Elasticsearch

This section walks you through setting up the Elasticsearch VectorStore to store document embeddings and perform similarity searches.

Elasticsearch is an open source search and analytics engine based on the Apache Lucene library.

Prerequisites

A running Elasticsearch instance. The following options are available:

Auto-configuration

There has been a significant change in the Spring AI auto-configuration, starter modules' artifact names. Please refer to the upgrade notes for more information.

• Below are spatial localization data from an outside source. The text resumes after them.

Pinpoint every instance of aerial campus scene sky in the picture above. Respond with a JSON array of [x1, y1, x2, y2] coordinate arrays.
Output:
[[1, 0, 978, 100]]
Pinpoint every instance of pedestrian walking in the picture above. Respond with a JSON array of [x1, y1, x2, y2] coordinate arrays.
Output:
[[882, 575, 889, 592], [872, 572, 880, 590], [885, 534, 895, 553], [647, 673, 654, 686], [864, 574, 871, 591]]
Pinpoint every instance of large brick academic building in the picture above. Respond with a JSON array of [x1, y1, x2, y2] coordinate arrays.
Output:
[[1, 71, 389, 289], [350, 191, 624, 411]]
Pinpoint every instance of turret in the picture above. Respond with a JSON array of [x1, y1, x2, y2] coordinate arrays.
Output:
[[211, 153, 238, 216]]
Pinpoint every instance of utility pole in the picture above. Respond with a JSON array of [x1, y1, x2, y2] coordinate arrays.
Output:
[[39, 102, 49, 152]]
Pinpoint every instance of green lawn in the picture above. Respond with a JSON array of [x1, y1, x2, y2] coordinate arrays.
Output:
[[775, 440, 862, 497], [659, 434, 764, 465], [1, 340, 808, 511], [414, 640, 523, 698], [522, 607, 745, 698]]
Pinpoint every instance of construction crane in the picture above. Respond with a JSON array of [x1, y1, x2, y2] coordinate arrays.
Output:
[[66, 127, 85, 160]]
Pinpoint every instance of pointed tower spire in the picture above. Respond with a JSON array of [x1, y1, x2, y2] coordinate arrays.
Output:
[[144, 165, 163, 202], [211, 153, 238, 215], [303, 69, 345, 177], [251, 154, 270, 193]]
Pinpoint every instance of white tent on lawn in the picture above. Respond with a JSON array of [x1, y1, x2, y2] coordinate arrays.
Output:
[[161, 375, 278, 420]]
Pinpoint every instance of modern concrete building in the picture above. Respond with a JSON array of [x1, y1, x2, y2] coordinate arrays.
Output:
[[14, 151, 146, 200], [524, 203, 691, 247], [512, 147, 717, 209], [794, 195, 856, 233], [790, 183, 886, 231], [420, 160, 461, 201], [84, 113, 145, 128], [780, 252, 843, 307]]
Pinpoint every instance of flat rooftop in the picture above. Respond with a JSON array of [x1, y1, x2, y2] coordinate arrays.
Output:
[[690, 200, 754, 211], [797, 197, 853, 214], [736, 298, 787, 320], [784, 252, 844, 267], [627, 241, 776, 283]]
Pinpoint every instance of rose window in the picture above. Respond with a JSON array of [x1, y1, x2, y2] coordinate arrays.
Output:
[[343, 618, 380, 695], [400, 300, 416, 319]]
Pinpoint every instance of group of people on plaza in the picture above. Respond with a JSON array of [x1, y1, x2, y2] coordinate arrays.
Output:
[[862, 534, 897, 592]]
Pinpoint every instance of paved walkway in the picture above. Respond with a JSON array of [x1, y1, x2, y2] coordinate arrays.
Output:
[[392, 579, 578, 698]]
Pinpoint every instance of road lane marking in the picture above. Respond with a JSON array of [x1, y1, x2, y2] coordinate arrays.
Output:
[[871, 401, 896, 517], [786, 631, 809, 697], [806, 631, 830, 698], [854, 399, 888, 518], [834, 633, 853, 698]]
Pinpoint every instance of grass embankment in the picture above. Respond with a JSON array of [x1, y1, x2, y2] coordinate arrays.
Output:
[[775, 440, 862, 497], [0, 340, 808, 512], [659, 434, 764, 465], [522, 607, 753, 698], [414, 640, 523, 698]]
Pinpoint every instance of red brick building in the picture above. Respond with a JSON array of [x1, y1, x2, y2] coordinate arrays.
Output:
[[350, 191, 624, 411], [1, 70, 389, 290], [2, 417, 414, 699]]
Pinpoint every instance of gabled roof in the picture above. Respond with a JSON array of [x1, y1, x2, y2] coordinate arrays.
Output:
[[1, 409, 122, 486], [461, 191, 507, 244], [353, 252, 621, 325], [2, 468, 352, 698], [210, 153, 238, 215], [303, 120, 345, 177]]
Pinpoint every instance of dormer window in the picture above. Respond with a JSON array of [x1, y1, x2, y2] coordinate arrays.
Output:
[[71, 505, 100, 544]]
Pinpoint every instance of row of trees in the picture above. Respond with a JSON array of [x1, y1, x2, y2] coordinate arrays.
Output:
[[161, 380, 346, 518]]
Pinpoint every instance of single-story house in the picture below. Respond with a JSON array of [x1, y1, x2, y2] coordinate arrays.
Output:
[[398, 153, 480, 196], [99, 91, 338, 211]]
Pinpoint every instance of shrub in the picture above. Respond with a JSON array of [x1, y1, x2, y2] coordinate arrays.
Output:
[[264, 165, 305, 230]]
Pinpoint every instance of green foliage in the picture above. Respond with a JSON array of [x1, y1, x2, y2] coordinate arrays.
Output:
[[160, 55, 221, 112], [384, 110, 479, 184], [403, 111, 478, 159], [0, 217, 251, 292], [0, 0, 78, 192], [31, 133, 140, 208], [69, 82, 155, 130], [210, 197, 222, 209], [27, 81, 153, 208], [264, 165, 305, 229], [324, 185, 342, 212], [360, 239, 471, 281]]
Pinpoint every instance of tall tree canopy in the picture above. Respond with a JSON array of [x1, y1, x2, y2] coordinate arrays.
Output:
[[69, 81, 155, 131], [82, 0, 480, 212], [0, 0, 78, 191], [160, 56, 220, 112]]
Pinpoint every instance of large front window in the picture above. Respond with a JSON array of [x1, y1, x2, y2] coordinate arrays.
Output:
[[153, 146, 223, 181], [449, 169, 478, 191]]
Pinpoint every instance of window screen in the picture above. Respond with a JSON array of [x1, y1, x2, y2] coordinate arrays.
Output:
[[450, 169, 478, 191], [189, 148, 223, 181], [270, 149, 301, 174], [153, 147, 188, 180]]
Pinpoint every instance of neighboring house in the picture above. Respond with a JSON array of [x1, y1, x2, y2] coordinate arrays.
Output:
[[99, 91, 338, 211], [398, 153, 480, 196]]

Spring AI provides Spring Boot auto-configuration for the Elasticsearch Vector Store. To enable it, add the following dependency to your project’s Maven pom.xml or Gradle build.gradle build files:

Maven
Gradle

<dependency>
    <groupId>org.springframework.ai</groupId>
    <artifactId>spring-ai-starter-vector-store-elasticsearch</artifactId>
</dependency>

dependencies {
    implementation 'org.springframework.ai:spring-ai-starter-vector-store-elasticsearch'
}

For spring-boot versions pre 3.3.0 it’s necessary to explicitly add the elasticsearch-java dependency with version > 8.13.3, otherwise the older version used will be incompatible with the queries performed:

Maven
Gradle

<dependency>
    <groupId>co.elastic.clients</groupId>
    <artifactId>elasticsearch-java</artifactId>
    <version>8.13.3</version>
</dependency>

dependencies {
    implementation 'co.elastic.clients:elasticsearch-java:8.13.3'
}

Refer to the Dependency Management section to add the Spring AI BOM to your build file.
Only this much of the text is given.